Fabian, wann Diekmeier kam, ist doch nun wirklich egal. Das Wochenende zuvor war er noch mit Krücken im Stadion, wenn er jetzt schon normal gehen und ne Pappe aufheben kann, dann reicht mir das ;)
16. Apr. 2012 | #
Nix schlimmeres als vier Minuten Nachspielzeit bei einem 1:0.Nix schlimmeres als vier Minuten Nachspielzeit bei einem 1:0 in dieser Situation. Uns hat letztes Jahr die Nachspielzeit den Sieg gegen die Bayern gekostet. Zwei Punkte mehr – und wir wären drin geblieben…. Don’t look back.
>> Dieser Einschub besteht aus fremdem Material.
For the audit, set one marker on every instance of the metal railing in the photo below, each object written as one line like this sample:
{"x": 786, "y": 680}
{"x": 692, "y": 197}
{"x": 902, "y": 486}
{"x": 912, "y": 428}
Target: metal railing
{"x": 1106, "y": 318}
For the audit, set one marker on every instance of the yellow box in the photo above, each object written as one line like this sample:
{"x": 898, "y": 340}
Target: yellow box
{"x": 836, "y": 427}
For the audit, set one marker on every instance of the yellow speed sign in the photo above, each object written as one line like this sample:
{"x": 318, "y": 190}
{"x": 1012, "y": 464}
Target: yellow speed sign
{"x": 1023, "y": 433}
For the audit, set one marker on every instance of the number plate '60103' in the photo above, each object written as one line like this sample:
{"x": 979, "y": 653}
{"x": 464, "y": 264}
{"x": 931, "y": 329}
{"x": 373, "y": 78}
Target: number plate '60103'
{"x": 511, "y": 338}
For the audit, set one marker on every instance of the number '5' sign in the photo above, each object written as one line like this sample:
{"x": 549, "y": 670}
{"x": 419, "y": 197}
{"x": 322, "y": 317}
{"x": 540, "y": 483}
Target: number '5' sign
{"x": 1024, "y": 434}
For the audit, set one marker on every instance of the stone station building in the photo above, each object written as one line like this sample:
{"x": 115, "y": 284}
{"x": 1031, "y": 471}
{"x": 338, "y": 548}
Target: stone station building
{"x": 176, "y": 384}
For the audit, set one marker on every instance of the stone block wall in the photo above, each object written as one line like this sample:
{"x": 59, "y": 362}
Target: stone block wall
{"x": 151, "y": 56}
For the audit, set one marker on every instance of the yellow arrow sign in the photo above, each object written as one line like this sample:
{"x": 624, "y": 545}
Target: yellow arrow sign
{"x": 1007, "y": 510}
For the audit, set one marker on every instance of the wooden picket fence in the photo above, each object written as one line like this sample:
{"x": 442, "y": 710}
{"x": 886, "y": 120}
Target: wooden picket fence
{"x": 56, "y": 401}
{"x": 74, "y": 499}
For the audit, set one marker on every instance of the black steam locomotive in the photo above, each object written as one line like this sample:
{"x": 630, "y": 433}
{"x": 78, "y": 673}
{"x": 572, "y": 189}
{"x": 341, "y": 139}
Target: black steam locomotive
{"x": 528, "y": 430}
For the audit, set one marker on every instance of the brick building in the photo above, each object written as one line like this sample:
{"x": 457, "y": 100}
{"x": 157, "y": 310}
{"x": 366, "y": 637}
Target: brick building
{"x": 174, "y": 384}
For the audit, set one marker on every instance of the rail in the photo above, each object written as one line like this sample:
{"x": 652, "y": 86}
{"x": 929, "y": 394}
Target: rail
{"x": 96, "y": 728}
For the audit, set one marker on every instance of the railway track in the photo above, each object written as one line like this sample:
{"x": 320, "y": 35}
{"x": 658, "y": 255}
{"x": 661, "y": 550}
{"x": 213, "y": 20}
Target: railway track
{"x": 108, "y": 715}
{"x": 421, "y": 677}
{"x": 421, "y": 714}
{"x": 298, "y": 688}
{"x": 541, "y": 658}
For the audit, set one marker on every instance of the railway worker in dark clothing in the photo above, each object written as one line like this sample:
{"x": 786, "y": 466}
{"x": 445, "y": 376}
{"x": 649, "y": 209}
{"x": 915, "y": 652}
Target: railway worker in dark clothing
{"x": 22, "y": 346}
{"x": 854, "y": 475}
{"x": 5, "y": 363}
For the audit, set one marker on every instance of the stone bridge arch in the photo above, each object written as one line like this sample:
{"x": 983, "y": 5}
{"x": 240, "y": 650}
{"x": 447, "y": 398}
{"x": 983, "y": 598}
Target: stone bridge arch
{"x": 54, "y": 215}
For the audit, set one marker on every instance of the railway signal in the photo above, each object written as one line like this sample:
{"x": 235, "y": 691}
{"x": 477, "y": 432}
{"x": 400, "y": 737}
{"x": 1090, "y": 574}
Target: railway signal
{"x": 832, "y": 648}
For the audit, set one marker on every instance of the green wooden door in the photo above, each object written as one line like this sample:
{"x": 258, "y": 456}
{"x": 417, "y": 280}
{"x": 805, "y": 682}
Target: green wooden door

No-look-Bus? Ich dachte ja immer, das hieße „No-look-Pass“….*g
Zum Thema Choreo-Fluch könnte ich auch ein Liedchen singen. Alles angerichtet, alles bereit für einen großen Tag – und dann steht man da. Luftballons, Schlusspfiff, keine Punkte, Depri, elend. Die Luftballons und Schnipsel, die noch herumfliegen, die fotso, die man gemacht hat – wie ein zusätzlicher Hohn. In diesem Sinne war die Schilder-Choreo ja fast so etwas wie eine Anti-Choreo – einfach und auf den Punkt. Jetzt gilts. Wir für euch, ihr für uns. Genial!
Klassenerhalt Geschafft. Glückwunsch! Wir sehn uns in der nächsten Saison. Was e Glück!
Grüße aus Frankfurt, K.
16. Apr. 2012 | #
also, klappt doch.
rotundschwarz, WIR sind noch nicht durch :-)
grüße – so von pappkamerad zu pappkamerad
beve
17. Apr. 2012 | #
beve,
auch wenn das hier Pleites Blog ist, gestern abend haben wir Euch doch “durchgeholfen” :-)
und in DD sind inzwischen selbst das Montagabend-Syndrom und das Einklatschsyndrom (der Capo klatscht 5 Minuten vor Beginn vom Rasen aus mit dem ganzen Stadion ein) überwunden. Sonst sicher Niederlagengaranten…
Irgendwann reißt jede abergläubische Serie. Pleite sollte also doch wieder freien Blickes zum Stadion flanieren, nicht mit Kopf unten :-) und den Gegnerbus anlächeln.
Ich vermute ein bedeutungsloses HSV-Schlussspiel in Augsburg und versteige mich zur Prognose, dass Real Madrid (teilweise) über Kölns Abstieg entscheidet. Hauen sie die Bayern raus, hauen die aus Frust dafür am letzten Tag die Kölner weg. Wollen sich die Bayern allerdings für beide Finals schonen, hm. Aber Köln und Hertha haben doch eigentlich schon ausgeblendet, für mehr als Rang 16 zu spielen.
In Dresden vermeldet man ein Probetraining von Besic. Wasn das für einer? Gilt als schwierig, sagt man.
17. Apr. 2012 | #
Jawohl, das mit dem Mannschaftsbus kann ich nur bestätigen! Deem weichen wir seit der Schlappe gegen Bremen (vorher vor besagtem Hotel gesehen) auch weitläufig aus …
18. Apr. 2012 | #
[...] gesagt kennen wir auch sonst keine, die ein Fußball-Blog betreibt. Warum machst du nicht “was für Mädchen, vielleicht etwas mit Pferden, oder in rosa, oder einfach nur mit ohne Fußball, P…”? “Manchmal (Nach 4:0-Klatschen in Hoffenheim, zum Beispiel) frage ich mich das auch [...]
18. Apr. 2012 | #
We played, we won! This time…
Diese Wundertüte von Mannschaft lässt mich immer zwischen Herzinfarkt und Herrlichkeit schwanken. Hoffentlich haben unsere Jungs sich zum Saisonstart 2012/2013 eingespielt und gefunden, damit wir wieder das echte Gesicht dieser Truppe sehen können. Ich bin allerdings nach wie vor skeptisch, da ja tragende Säulen wie Drobny und Jarolim gehen sollen.
19. Apr. 2012 | #
Vereinsfußball macht alt, Nicole. ;-) Alex Schur hat nach dem Klassenerhalt der Eintracht im Mai 2000 gesagt: „Wir haben die ältesten Fans der Liga, bei uns sehen 16-jährige aus wie dreißig.“ Er hat Recht. Wenn ich mich heute auf dem Amt schätzen lasse, geben die mir gleich einen Rentenantrag mit. :-)
Ich freu mich, dass der HSV das bleibt, was er ist und immer schon war: erstklassig.